Liverpool’s proactive care model cuts A&E visits by 28%
The Liverpool Place Population Management (Proactive Care) initiative has changed how care is delivered to high-risk patients in the city.
The patients most at risk of deterioration or unplanned hospital admission – including those with chronic obstructive pulmonary disease (COPD), chronic kidney disease and frailty – are identified and offered support before they reach crisis point.
Neighbourhood-level teams wrap care around the patients, using telehealth, community respiratory and integrated care teams to reach those most a risk and give them the support they need.
Regular monthly meetings keep all partners in touch and pulling in the same direction.
Among the patients identified and supported proactively, there has been a 28% drop in A&E visits, 36% fewer emergency admissions and 34% fewer GP contacts.
The telehealth caseload grew from 250 patients in January 2024 to 2,000 by the end of 2024, with 70% coming through case finding rather than referrals. That reduced GP workloads. COPD reviews had an 87% uptake rate.
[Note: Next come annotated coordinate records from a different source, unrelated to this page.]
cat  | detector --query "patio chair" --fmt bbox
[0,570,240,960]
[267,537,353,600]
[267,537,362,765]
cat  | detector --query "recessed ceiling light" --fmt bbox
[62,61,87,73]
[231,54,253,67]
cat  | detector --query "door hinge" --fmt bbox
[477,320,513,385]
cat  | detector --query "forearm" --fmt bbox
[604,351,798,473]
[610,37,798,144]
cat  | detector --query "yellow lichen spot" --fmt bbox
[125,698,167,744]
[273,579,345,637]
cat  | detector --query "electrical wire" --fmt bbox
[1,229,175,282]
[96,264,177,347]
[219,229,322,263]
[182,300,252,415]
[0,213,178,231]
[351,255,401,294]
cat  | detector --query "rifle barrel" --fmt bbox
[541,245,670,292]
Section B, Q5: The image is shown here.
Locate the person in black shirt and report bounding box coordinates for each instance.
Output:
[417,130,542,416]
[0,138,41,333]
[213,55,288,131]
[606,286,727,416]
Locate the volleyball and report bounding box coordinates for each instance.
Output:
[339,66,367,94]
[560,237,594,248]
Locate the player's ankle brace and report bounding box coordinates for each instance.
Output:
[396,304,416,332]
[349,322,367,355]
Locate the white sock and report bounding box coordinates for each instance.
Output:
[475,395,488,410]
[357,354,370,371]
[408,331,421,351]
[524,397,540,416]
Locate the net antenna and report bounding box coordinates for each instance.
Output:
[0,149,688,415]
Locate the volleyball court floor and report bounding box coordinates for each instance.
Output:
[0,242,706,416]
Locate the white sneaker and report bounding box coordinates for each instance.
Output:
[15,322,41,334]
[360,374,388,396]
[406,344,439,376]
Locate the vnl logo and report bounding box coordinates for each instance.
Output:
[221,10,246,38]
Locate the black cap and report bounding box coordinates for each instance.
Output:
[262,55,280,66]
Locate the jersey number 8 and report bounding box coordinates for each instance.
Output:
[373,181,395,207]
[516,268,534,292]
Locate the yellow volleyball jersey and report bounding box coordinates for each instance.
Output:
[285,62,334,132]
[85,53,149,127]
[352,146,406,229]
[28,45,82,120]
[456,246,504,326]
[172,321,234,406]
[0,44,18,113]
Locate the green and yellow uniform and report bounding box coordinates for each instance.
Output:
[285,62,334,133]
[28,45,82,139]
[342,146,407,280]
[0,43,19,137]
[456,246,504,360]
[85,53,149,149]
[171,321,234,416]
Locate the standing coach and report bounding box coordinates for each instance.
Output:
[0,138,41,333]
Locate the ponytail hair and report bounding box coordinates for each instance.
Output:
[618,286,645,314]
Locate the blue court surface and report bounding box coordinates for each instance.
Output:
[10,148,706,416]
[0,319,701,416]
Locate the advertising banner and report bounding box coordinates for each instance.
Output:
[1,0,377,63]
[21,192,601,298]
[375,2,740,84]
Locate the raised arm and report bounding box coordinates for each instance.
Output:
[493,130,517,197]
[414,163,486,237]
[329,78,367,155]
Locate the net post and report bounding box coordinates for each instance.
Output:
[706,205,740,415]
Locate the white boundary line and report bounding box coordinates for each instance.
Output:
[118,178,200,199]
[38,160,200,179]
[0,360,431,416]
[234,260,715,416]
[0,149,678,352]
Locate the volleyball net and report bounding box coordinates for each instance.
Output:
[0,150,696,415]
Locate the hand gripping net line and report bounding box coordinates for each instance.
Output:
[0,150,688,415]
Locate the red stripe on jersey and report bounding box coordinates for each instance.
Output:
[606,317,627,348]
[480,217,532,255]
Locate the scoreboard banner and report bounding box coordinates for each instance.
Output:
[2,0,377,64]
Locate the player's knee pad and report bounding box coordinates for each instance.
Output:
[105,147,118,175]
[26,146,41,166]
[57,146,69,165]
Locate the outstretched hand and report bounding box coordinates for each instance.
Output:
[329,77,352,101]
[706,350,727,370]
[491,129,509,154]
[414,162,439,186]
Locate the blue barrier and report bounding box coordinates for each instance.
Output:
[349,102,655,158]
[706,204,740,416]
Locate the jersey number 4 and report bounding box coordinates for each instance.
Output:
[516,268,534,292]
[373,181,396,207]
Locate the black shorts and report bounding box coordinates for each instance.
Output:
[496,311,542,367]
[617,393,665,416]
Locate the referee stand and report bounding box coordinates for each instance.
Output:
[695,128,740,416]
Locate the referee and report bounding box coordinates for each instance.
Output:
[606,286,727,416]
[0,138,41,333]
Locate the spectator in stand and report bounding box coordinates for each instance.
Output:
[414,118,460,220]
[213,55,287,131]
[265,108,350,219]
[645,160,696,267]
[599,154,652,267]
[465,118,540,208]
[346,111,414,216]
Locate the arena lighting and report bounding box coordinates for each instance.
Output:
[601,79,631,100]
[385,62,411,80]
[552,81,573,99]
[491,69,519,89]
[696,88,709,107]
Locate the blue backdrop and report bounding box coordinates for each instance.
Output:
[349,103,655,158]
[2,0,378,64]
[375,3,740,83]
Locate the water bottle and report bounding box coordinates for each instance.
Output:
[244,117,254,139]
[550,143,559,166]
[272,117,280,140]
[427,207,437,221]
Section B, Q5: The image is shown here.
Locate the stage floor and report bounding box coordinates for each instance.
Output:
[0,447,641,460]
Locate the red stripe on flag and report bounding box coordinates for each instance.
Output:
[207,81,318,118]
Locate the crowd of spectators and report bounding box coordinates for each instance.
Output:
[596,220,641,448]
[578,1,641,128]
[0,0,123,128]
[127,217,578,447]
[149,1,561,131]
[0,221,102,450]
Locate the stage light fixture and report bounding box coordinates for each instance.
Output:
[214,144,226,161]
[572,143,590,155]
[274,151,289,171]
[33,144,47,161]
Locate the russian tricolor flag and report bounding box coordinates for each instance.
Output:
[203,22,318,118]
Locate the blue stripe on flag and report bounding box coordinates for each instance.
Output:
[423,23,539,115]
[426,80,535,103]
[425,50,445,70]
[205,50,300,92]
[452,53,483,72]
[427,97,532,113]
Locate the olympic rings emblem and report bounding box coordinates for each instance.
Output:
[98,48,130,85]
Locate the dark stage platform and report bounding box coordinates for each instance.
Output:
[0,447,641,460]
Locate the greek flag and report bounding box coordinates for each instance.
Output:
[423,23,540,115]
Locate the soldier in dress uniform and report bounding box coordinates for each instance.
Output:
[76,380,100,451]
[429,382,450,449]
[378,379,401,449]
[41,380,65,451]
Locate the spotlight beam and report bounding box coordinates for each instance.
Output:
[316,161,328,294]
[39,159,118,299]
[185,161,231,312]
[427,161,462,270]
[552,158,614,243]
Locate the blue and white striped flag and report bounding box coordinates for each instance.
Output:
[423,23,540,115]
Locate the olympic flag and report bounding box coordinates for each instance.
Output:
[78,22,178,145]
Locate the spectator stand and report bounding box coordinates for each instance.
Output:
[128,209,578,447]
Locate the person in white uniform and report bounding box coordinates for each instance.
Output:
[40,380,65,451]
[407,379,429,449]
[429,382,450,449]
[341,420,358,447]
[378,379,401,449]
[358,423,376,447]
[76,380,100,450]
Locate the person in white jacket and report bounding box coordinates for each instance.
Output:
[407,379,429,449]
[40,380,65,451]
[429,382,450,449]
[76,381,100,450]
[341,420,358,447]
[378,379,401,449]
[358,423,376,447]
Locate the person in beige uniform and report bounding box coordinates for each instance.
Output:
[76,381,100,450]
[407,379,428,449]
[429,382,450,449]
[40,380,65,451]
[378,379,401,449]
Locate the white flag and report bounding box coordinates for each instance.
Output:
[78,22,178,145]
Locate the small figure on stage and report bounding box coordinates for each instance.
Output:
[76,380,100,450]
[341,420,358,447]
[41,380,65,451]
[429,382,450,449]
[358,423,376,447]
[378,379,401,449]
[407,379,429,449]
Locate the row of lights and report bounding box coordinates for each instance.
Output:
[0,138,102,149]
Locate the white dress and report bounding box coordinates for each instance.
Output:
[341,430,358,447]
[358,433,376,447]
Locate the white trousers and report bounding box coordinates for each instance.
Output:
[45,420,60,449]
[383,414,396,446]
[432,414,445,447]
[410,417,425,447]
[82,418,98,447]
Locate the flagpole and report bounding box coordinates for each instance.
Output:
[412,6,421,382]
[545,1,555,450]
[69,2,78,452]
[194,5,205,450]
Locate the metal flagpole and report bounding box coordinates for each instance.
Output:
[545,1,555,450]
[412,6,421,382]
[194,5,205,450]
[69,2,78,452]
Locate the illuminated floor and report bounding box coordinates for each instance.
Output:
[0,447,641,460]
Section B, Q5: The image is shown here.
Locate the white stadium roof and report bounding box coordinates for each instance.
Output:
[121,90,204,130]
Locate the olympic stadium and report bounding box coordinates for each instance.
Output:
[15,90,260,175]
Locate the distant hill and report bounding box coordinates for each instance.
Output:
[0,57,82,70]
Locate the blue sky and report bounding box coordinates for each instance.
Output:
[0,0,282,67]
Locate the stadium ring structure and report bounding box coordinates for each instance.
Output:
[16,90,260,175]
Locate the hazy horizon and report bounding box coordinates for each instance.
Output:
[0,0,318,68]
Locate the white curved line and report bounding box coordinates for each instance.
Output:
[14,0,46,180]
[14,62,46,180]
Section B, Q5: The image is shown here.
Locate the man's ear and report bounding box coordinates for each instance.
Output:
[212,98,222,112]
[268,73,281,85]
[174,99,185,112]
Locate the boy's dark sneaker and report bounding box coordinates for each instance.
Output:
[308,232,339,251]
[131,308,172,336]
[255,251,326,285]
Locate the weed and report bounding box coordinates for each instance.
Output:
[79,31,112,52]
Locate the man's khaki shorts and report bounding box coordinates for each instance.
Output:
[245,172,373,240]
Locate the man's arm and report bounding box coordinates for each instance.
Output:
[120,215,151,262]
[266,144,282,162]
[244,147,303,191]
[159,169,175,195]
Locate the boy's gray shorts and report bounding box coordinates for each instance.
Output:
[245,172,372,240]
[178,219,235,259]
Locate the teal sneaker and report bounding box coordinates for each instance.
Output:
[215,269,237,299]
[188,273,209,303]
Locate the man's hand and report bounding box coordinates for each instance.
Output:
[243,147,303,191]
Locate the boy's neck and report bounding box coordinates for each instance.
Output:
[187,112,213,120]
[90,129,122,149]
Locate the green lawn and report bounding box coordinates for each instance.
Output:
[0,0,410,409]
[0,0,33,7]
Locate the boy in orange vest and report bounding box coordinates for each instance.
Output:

What began as a single service has grown into a joined-up model spanning community, acute, mental health and primary care. A pioneering partnership with Prima Housing is now linking health and housing data to support respiratory patients living in fuel poverty — the first structured approach of its kind nationally.
Lessons from the initiative are being shared across Cheshire and Merseyside.
Winner of the NHS Excellence award for neighbourhood health.